A Trump lawyer said earlier the new trust would face "severe restrictions" on new deals.
But Mr Shaub said the plan would not remove conflicts of interest.
"Every president in modern times has taken the strong medicine of divestiture," he said, referring to a process whereby Mr Trump would sell off his corporate assets and put the profits into a blind trust run by an independent trustee.
At a news conference on Wednesday, lawyer Sherri Dillon said that management of the Trump Organization would be transferred to a trust controlled by Mr Trump's sons Don and Eric and chief financial officer Allen Weisselberg.

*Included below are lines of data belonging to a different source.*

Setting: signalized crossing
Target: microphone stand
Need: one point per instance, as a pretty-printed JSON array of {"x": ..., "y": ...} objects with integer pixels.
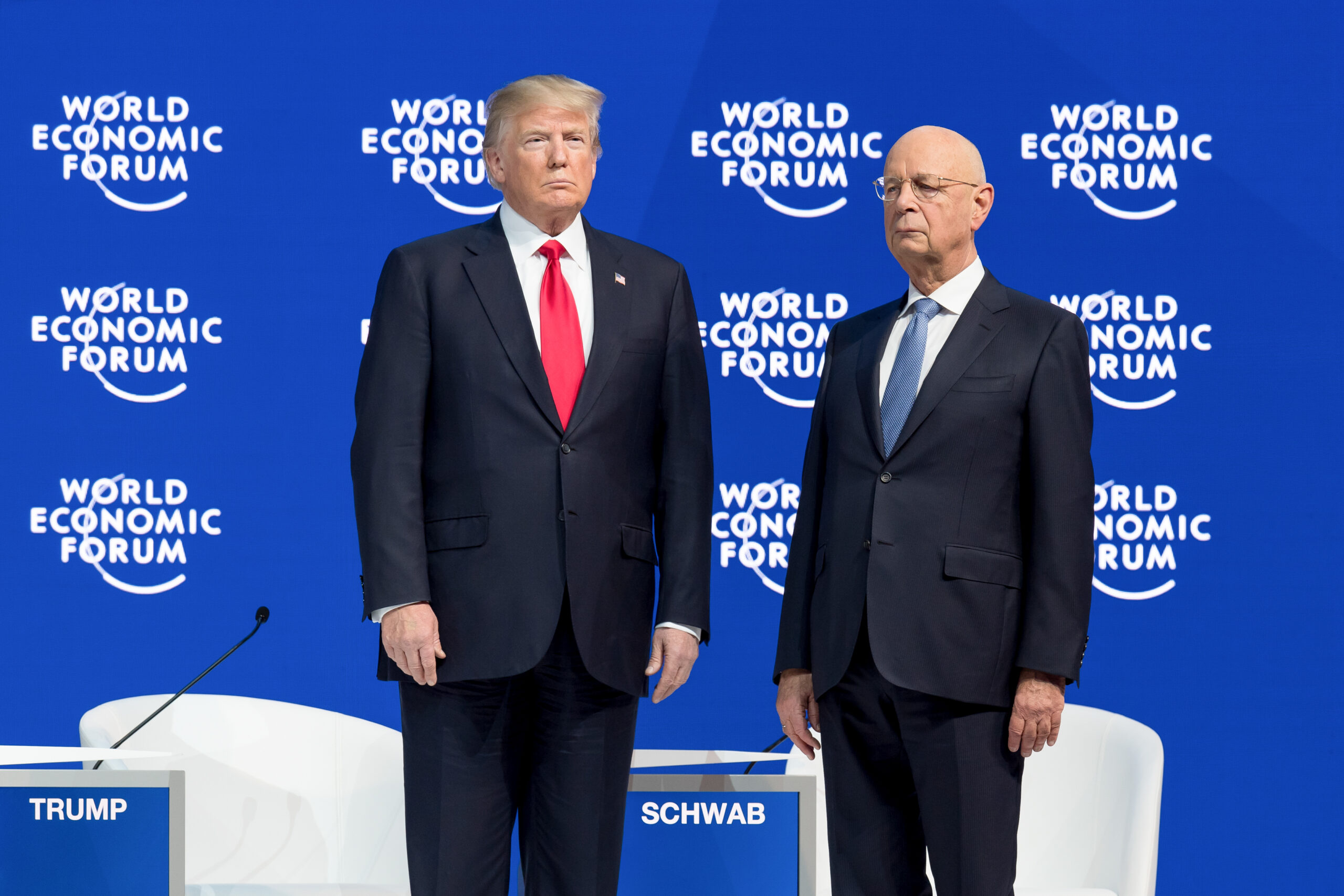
[{"x": 262, "y": 616}]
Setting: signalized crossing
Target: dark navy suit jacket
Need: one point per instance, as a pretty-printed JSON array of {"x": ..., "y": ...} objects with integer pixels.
[
  {"x": 469, "y": 495},
  {"x": 971, "y": 546}
]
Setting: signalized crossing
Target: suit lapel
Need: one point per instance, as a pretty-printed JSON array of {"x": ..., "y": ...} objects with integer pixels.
[
  {"x": 979, "y": 324},
  {"x": 495, "y": 279},
  {"x": 869, "y": 368},
  {"x": 611, "y": 321}
]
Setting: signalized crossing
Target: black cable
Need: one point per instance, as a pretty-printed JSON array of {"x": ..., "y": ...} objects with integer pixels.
[
  {"x": 262, "y": 614},
  {"x": 771, "y": 749}
]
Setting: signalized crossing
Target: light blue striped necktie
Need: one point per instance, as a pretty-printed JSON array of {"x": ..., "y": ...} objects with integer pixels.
[{"x": 904, "y": 383}]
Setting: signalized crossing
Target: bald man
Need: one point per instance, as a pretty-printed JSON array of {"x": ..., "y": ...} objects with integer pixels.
[{"x": 940, "y": 578}]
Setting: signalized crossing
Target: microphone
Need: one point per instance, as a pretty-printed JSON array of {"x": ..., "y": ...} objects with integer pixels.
[
  {"x": 262, "y": 616},
  {"x": 771, "y": 749}
]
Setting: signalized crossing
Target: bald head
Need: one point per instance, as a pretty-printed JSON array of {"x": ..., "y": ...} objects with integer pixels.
[
  {"x": 937, "y": 199},
  {"x": 940, "y": 151}
]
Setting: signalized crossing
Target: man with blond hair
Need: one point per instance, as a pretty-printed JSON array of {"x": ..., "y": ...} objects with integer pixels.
[
  {"x": 939, "y": 583},
  {"x": 533, "y": 438}
]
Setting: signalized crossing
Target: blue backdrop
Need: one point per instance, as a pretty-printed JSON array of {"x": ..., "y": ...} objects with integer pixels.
[{"x": 198, "y": 201}]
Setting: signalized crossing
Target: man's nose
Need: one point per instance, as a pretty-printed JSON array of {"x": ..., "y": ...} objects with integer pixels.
[{"x": 906, "y": 198}]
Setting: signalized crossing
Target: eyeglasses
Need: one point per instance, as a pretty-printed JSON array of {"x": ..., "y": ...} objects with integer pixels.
[{"x": 925, "y": 187}]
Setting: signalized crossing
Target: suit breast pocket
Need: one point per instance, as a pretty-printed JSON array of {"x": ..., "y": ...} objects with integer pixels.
[
  {"x": 644, "y": 345},
  {"x": 984, "y": 385}
]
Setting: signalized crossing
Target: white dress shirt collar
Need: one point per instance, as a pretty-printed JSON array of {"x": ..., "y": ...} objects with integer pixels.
[
  {"x": 526, "y": 238},
  {"x": 954, "y": 294}
]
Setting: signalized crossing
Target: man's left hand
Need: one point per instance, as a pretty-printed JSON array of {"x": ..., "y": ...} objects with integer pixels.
[
  {"x": 674, "y": 652},
  {"x": 1037, "y": 712}
]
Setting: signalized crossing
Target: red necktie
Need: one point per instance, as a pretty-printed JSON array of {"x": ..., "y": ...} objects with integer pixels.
[{"x": 562, "y": 342}]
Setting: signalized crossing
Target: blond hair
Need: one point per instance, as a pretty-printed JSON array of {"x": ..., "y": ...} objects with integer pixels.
[{"x": 542, "y": 90}]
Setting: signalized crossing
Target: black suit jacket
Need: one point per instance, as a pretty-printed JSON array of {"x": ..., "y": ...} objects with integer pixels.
[
  {"x": 469, "y": 495},
  {"x": 971, "y": 546}
]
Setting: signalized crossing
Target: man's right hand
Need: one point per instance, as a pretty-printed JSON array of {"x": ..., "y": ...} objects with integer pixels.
[
  {"x": 797, "y": 707},
  {"x": 411, "y": 638}
]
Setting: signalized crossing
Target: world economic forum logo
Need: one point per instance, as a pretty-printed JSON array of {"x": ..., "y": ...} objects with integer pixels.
[
  {"x": 130, "y": 147},
  {"x": 94, "y": 519},
  {"x": 1146, "y": 152},
  {"x": 135, "y": 336},
  {"x": 1138, "y": 531},
  {"x": 1135, "y": 344},
  {"x": 754, "y": 527},
  {"x": 776, "y": 339},
  {"x": 437, "y": 144},
  {"x": 791, "y": 154}
]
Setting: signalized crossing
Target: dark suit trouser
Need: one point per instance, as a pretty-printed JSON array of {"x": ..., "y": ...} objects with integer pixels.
[
  {"x": 908, "y": 770},
  {"x": 551, "y": 746}
]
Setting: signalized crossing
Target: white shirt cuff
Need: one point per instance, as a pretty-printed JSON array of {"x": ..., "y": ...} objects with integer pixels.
[
  {"x": 690, "y": 630},
  {"x": 377, "y": 616}
]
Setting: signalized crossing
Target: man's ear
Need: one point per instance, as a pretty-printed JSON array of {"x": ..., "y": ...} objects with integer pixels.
[{"x": 983, "y": 202}]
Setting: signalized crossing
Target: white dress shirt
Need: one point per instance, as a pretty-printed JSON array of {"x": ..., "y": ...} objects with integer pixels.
[
  {"x": 524, "y": 242},
  {"x": 952, "y": 299}
]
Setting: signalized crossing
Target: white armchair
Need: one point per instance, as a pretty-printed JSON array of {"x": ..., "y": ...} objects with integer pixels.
[
  {"x": 281, "y": 800},
  {"x": 1090, "y": 808}
]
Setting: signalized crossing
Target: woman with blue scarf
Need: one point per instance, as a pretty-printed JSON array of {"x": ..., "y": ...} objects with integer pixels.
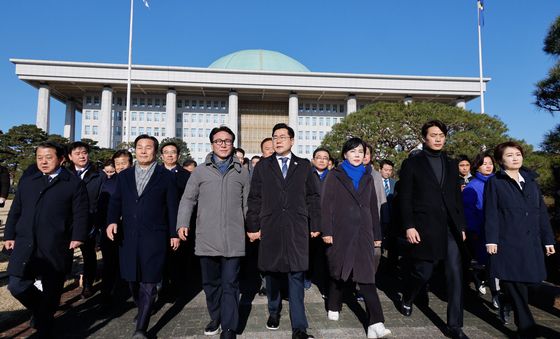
[
  {"x": 473, "y": 195},
  {"x": 352, "y": 232}
]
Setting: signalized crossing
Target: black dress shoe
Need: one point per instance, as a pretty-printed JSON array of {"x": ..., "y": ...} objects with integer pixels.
[
  {"x": 212, "y": 328},
  {"x": 406, "y": 308},
  {"x": 273, "y": 322},
  {"x": 456, "y": 333},
  {"x": 301, "y": 334}
]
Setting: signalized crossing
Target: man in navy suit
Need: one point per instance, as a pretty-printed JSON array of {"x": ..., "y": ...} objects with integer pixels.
[
  {"x": 47, "y": 221},
  {"x": 78, "y": 154},
  {"x": 283, "y": 211},
  {"x": 146, "y": 200}
]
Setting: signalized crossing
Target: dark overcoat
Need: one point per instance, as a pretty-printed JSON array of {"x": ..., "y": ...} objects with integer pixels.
[
  {"x": 431, "y": 207},
  {"x": 148, "y": 222},
  {"x": 285, "y": 211},
  {"x": 351, "y": 217},
  {"x": 517, "y": 221},
  {"x": 44, "y": 218}
]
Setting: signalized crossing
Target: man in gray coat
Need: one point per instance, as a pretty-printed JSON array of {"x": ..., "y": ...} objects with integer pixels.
[{"x": 220, "y": 187}]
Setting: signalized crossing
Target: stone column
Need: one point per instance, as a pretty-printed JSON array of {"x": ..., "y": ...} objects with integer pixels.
[
  {"x": 351, "y": 104},
  {"x": 407, "y": 100},
  {"x": 105, "y": 119},
  {"x": 461, "y": 103},
  {"x": 170, "y": 112},
  {"x": 70, "y": 121},
  {"x": 292, "y": 115},
  {"x": 43, "y": 107},
  {"x": 233, "y": 110}
]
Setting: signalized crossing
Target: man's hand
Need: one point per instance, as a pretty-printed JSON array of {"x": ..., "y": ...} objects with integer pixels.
[
  {"x": 183, "y": 232},
  {"x": 111, "y": 231},
  {"x": 75, "y": 244},
  {"x": 9, "y": 244},
  {"x": 491, "y": 248},
  {"x": 174, "y": 242},
  {"x": 254, "y": 236},
  {"x": 412, "y": 236}
]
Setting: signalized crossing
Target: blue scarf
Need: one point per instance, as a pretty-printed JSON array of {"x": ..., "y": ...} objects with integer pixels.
[{"x": 354, "y": 172}]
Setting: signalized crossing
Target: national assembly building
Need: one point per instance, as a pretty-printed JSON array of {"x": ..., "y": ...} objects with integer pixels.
[{"x": 249, "y": 91}]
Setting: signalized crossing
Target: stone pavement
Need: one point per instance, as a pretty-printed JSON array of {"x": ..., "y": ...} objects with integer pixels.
[{"x": 187, "y": 317}]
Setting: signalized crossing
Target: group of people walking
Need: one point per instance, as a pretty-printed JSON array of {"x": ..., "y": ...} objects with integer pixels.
[{"x": 312, "y": 223}]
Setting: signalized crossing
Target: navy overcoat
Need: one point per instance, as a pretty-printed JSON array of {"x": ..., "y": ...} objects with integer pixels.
[
  {"x": 148, "y": 222},
  {"x": 517, "y": 221},
  {"x": 44, "y": 218}
]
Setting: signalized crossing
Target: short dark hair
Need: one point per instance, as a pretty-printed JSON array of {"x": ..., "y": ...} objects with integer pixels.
[
  {"x": 51, "y": 144},
  {"x": 321, "y": 149},
  {"x": 463, "y": 157},
  {"x": 122, "y": 153},
  {"x": 282, "y": 125},
  {"x": 433, "y": 123},
  {"x": 479, "y": 160},
  {"x": 170, "y": 143},
  {"x": 108, "y": 162},
  {"x": 78, "y": 144},
  {"x": 501, "y": 148},
  {"x": 146, "y": 136},
  {"x": 386, "y": 162},
  {"x": 189, "y": 162},
  {"x": 265, "y": 140},
  {"x": 351, "y": 144},
  {"x": 241, "y": 150},
  {"x": 221, "y": 129}
]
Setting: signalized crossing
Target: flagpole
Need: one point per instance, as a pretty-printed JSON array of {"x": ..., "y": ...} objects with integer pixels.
[
  {"x": 128, "y": 85},
  {"x": 480, "y": 59}
]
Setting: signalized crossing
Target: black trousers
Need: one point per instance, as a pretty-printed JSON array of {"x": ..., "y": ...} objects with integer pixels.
[
  {"x": 368, "y": 291},
  {"x": 274, "y": 282},
  {"x": 90, "y": 260},
  {"x": 517, "y": 293},
  {"x": 421, "y": 272},
  {"x": 43, "y": 304},
  {"x": 220, "y": 281},
  {"x": 144, "y": 295}
]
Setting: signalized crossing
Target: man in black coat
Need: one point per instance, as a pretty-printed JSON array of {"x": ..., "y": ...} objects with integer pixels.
[
  {"x": 47, "y": 221},
  {"x": 146, "y": 200},
  {"x": 283, "y": 207},
  {"x": 78, "y": 154},
  {"x": 432, "y": 215}
]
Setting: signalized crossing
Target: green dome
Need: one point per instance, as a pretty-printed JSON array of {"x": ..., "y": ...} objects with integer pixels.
[{"x": 259, "y": 60}]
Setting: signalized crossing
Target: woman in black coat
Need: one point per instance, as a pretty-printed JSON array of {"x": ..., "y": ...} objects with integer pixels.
[
  {"x": 518, "y": 232},
  {"x": 350, "y": 225}
]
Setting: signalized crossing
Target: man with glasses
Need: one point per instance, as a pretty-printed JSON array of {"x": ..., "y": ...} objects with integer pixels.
[
  {"x": 284, "y": 210},
  {"x": 220, "y": 187}
]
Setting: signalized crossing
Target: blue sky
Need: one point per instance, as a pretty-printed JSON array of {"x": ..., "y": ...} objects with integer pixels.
[{"x": 412, "y": 37}]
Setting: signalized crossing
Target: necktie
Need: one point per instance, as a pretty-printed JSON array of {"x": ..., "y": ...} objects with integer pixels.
[
  {"x": 284, "y": 166},
  {"x": 387, "y": 188}
]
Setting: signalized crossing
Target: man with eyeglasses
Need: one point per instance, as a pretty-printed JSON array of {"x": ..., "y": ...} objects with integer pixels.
[
  {"x": 220, "y": 187},
  {"x": 284, "y": 210}
]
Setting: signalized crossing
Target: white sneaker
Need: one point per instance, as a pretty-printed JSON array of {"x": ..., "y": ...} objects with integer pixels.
[
  {"x": 333, "y": 315},
  {"x": 378, "y": 330}
]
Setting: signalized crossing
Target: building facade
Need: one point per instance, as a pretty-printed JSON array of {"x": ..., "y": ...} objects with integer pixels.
[{"x": 249, "y": 91}]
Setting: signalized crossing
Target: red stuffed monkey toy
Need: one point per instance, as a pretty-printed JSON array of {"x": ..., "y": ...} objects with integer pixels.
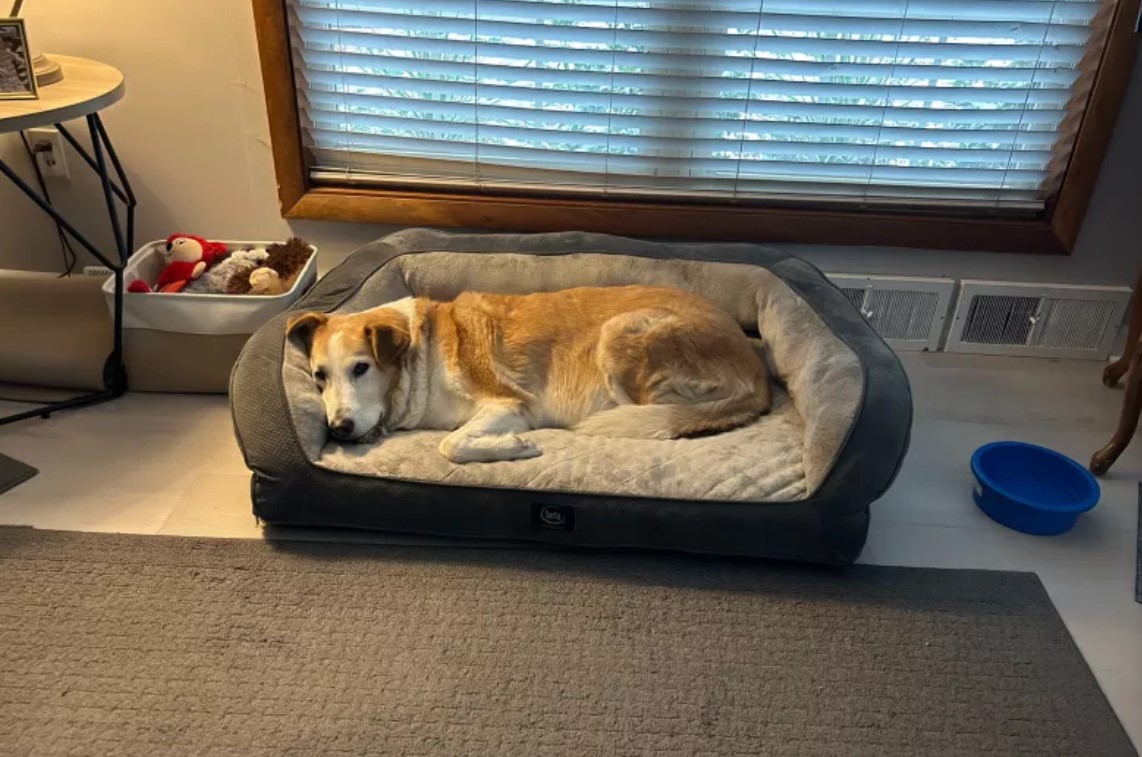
[{"x": 187, "y": 256}]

The Trump Organization is an umbrella company for Donald Trump's hundreds of investments in real estate, brands and other businesses.
In other developments:
National intelligence director James Clapper said he had told Donald Trump that the intelligence community had not "made any judgment" that the information in a dossier alleging Russia had compromising material on the president-elect was reliable. He also told Mr Trump that he did not believe the intelligence community was the source of the leaked allegations
Mexican President Enrique Pena Nieto said his country would "of course" not pay for the wall that Mr Trump on Wednesday again promised to build at its expense to block illegal immigrants
Secretary of state nominee Rex Tillerson said it was "a fair assumption" that Russian president Vladimir Putin had been behind hacks of the US Democratic party during the election campaign. Mr Trump also said for the first time "I think it was Russia"
Outlining a structure designed by her and colleagues at the law firm Morgan, Lewis & Bockius, Ms Dillon said President-elect Trump wanted Americans to have no doubt that he was "completely isolating himself from his business interests".
The trio in charge "will make decisions for the duration of the presidency without any involvement whatsoever by President-elect Trump", she said.
Soon after, Mr Shaub said that the arrangement would not remove conflicts of interest for Mr Trump since, unlike in a blind trust, he would still see information about the businesses and deals being made in the newspapers and on television.
"His sons are still running the businesses and, of course, he knows what he owns," he said at the Brookings Institution think tank in Washington DC.
Describing Mr Trump's plan as "wholly inadequate", he said: "Nothing short of divestiture will resolve these conflicts."